Our fate is to wear out and fall apart. To stave off entropy, we have tools and implements to battle carpal tunnel, tennis elbow, lumbar pain, whiplash, love handles, and flat feet. The shaped grips of scissors, snow shovels, and roll-on luggage reach out to us like friends. The modern ergonomic desk chair cups us in a closely engineered simulacrum of ourselves. It swivels, flexes and adapts to every movement and dimension of your body with the dogged loyalty of your own shadow. When I set out to be a writer, one of the first tools I bought to get myself some traction was a device—in German it would be a “sitzmachine”—called the Equa Chair, a terrific piece of functional sculpture by the Minneapolis industrial designer William Stumpf. For fifteen years I’ve been sitting in this thing pounding out the words, and the chair has never once buckled under the sturm und drang of trying to get things to make sense. It’s holding up better than its owner.

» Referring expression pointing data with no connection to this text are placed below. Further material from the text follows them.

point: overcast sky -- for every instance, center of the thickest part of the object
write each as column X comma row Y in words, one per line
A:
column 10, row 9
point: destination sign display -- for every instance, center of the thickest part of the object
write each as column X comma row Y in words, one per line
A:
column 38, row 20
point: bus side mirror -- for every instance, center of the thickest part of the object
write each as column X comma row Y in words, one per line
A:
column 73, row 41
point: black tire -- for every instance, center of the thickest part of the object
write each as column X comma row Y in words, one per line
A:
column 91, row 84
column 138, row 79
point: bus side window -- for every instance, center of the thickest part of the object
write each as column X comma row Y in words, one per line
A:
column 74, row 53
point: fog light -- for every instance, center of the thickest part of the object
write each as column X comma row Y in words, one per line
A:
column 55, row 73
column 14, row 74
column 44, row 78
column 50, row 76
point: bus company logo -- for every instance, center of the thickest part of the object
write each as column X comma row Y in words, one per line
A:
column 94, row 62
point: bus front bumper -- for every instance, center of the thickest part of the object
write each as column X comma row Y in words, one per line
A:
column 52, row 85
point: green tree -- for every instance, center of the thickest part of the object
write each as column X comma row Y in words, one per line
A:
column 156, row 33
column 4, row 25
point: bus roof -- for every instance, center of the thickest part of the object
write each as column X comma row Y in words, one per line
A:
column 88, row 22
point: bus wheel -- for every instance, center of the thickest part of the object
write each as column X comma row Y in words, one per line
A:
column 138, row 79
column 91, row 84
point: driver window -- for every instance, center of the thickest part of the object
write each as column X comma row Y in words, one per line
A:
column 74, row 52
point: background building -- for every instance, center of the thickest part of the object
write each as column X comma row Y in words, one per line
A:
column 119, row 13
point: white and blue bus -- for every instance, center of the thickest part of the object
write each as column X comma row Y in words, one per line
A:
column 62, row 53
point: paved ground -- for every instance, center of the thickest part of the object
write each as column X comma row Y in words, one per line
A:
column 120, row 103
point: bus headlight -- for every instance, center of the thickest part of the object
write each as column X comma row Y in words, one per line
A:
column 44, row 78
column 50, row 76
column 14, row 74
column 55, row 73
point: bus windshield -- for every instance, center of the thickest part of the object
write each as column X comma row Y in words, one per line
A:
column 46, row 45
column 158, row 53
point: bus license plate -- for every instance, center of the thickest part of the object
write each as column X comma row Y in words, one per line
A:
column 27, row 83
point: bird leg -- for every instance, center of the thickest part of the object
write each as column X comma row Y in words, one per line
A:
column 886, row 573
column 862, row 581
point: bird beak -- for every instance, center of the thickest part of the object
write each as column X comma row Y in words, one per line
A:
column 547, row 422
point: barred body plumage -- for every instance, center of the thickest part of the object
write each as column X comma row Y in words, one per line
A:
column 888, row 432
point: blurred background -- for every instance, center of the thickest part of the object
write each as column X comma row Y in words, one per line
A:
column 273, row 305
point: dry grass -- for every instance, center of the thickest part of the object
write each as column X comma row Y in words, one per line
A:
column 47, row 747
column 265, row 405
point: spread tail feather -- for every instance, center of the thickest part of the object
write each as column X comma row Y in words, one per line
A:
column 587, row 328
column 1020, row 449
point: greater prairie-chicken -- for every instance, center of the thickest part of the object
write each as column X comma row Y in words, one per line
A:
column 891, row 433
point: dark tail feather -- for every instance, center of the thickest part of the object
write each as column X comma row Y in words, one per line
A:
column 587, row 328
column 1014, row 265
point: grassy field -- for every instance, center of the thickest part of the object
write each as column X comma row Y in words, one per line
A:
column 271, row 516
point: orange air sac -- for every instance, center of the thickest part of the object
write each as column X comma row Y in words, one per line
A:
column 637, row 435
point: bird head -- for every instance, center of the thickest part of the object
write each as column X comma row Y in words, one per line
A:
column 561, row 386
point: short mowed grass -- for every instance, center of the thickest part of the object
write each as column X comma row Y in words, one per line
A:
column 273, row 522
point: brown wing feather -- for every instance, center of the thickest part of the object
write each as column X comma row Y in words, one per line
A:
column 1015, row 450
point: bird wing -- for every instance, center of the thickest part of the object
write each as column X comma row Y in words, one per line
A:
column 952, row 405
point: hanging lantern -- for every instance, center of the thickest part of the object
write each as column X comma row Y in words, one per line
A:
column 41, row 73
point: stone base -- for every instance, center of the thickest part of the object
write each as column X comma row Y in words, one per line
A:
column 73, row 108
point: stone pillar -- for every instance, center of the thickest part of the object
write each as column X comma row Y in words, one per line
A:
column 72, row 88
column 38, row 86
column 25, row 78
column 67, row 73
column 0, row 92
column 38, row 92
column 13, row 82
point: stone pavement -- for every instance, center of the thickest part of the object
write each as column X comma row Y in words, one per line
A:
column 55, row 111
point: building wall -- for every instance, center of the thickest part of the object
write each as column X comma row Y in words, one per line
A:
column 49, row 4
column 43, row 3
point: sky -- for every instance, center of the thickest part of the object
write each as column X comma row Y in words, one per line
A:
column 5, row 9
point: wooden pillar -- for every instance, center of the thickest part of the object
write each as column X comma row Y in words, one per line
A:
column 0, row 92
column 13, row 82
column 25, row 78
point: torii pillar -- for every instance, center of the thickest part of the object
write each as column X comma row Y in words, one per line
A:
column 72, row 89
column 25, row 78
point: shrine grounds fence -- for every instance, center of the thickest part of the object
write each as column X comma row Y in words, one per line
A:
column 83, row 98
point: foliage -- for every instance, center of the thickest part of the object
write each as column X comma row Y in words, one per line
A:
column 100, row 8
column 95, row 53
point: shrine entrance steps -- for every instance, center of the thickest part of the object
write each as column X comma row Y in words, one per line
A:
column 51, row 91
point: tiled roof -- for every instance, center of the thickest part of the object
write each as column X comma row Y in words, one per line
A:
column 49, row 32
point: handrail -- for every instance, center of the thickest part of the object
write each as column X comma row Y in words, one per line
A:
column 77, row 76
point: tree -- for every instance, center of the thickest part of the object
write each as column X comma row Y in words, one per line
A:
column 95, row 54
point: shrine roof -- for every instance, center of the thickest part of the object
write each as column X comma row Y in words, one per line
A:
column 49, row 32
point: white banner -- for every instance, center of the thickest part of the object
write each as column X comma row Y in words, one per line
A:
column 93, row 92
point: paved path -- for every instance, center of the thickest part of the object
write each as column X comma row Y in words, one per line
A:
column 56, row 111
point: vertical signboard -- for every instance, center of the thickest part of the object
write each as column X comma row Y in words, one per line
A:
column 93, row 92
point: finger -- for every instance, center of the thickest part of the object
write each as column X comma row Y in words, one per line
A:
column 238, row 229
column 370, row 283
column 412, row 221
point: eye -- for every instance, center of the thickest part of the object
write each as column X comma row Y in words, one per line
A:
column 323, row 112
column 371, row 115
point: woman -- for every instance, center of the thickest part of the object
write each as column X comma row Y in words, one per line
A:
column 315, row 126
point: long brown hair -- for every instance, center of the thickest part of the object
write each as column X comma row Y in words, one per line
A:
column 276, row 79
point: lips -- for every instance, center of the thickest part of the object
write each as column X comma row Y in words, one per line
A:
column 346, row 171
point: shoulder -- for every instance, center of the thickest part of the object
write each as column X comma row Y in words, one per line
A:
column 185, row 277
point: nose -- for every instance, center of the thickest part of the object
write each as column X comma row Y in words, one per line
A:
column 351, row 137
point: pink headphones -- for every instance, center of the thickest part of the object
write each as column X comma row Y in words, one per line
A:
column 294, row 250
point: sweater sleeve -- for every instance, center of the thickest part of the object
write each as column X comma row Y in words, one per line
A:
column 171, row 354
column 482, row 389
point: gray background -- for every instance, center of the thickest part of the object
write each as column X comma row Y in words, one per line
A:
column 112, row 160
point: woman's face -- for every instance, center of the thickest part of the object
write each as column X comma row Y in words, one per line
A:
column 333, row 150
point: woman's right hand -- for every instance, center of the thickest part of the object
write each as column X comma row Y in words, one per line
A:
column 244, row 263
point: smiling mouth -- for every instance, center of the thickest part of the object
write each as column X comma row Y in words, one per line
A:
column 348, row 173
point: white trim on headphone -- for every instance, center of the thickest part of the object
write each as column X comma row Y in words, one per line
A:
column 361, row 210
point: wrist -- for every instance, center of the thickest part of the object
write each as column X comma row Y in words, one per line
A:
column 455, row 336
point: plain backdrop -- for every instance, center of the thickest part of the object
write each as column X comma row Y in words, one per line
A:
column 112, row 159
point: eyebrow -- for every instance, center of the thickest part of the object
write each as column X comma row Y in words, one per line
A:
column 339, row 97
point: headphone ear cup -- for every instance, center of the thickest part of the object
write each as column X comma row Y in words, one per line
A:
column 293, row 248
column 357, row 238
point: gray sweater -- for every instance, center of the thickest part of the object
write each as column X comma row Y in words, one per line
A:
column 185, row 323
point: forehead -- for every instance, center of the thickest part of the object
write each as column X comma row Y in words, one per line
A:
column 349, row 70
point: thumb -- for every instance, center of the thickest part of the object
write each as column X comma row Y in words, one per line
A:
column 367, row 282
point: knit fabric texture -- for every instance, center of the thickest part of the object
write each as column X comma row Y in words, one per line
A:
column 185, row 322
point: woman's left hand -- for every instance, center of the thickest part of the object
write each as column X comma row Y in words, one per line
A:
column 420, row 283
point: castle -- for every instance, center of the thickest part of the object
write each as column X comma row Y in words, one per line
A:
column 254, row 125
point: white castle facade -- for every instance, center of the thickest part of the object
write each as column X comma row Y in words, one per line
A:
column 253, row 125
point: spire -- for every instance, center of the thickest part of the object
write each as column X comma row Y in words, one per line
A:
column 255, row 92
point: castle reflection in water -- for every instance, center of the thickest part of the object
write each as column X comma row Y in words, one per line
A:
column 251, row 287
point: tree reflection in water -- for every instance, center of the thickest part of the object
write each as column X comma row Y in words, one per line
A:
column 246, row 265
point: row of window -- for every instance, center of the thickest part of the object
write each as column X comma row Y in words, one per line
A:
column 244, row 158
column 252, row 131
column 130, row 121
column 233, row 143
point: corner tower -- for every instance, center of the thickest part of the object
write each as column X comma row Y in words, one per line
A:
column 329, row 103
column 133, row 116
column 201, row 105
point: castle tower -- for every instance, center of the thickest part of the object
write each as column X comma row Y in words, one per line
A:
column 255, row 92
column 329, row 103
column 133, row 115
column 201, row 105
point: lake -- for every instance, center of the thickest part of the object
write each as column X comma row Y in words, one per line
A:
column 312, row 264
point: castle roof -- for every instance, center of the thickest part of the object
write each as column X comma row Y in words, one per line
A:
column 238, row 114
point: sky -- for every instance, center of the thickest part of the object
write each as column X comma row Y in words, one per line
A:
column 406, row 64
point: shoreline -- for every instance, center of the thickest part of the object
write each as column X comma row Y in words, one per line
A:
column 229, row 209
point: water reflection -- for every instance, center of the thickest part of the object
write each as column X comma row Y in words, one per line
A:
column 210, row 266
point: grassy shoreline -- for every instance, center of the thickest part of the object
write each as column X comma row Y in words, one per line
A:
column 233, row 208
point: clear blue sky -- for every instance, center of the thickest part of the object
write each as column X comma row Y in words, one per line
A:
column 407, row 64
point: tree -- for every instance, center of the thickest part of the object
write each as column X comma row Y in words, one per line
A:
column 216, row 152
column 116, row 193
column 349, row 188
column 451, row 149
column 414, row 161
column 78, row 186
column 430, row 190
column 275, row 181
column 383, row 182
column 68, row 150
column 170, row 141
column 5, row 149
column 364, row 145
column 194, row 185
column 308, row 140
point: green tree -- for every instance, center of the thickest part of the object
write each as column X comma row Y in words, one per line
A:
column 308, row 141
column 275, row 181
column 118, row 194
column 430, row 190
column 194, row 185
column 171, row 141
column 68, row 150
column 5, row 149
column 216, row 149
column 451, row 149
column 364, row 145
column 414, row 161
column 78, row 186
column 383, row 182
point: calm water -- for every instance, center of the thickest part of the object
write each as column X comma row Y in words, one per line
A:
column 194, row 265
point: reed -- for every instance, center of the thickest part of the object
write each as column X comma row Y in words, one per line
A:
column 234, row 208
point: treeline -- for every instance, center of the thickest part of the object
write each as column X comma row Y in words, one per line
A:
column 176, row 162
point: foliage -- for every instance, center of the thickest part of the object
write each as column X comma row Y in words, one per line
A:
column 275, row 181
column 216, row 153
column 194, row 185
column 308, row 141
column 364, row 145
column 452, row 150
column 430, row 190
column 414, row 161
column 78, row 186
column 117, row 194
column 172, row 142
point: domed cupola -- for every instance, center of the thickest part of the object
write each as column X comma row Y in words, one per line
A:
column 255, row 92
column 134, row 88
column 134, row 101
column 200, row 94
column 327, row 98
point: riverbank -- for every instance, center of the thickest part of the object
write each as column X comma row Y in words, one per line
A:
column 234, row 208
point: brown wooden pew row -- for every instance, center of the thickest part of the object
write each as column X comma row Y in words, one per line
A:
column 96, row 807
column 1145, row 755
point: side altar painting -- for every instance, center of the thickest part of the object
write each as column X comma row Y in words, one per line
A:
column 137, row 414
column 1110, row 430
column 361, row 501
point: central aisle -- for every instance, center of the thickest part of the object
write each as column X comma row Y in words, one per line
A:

Every decade or so, Stumpf and his associates come out with a new desk (or “task”) chair incorporating the latest materials, some of which are the result of their own experiments. Stumpf’s Aeron chair, introduced in the late nineties, has become modish. You can’t walk into an ad agency or the offices of hip architects without bumping into one of them. The Aeron (the name sounds like a mythological creature that got streamlined in the thirties) has been pronounced the most comfortable office chair on Earth. What most intrigues me about it is the material used for the seat and back. Instead of conventional upholstery, a resilient mesh that Stumpf calls a “pellicle” is stretched taut within the chair’s curved frames. The American Heritage Dictionary defines pellicle as a “… a thin skin or film, such as an organic membrane … .” The stuff of the Aeron’s pellicle is very tough and durable, with an elasticity that does not deform or weaken appreciably with use. Unlike our skin, it isn’t tragic; it doesn’t sag. This is progress. This is more than we can say about what droops before us in the mirror. Evidently we are creating materials that are better at being us than we are.

The chemicals in those tank cars rolling past could be the ingredients for a seraglio of new squeezable best friends, or for a million translucent, jiggling, jelly-colored bugs. They could be the stuff cheeseheads are made of, or Gumbys, or the nose pads of our eyeglasses, or the material for the lenses of those glasses, so we can see straight. We’re swaddled in chairs so ergonomically perfect that they duplicate the comfort of the womb, but our bodies keep breaking down anyway. More and more replacement parts are available, though engineers are having a lot of trouble with the heart. They haven’t quite doped it out. It still has a few kinks in it, but they’re working on it.